Above: Phenomenological and systems perspectives. A suitable combination, as suggested by Fuchs & De Jaegher (2009), of the languages of Phenomenology and Systems Theory greatly helps our discussion as such languages move between the subjective and objective in a way that facilitates the thorough exploration of the first person (client perspective), second person (therapist perspective) and third person (system-level perspective).
“This process may be described (1) from a dynamical agentive systems point of view as an interaction and coordination of two embodied agents; (2) from a phenomenological approach as a mutual incorporation, i.e. a process in which the lived bodies of both participants extend and form a common intercorporality.” (Fuchs & De Jaegher, 2009)

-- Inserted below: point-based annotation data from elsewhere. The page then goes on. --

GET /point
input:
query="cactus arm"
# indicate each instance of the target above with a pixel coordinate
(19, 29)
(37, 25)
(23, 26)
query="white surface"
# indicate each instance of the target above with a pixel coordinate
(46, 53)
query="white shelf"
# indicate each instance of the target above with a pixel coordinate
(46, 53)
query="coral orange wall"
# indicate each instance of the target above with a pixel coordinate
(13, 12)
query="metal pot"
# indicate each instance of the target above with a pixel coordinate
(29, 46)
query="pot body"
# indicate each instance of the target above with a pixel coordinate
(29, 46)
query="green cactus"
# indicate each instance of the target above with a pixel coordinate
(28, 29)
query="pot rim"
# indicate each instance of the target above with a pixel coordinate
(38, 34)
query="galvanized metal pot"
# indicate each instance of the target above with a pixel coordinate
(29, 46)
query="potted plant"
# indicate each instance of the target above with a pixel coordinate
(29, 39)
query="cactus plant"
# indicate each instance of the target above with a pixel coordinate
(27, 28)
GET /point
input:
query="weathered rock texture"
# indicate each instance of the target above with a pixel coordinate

A nice example of this switch between phenomenological and system-level perspectives can be seen in a transitionary device used in a variety of media and specifically computer games, such as Rockstar Game’s open world sandbox game Grand Theft Auto V, where the player is facilitated in moving between different characters whom they may embody (GameTrailers, 2014). This is achieved by zooming out of the characters (phenomenological) perspective to an aerial view (system-level) and then down again into the next embodied character. That such transitions are possible also serves to demonstrate the universality of sense-making: we can take on the roles of different characters in games, we can walk or drive different vehicles in every day life; we can be versatile but it must make sense and that is the constant [‘Grand Theft Auto V’ (2013) Rockstar Games].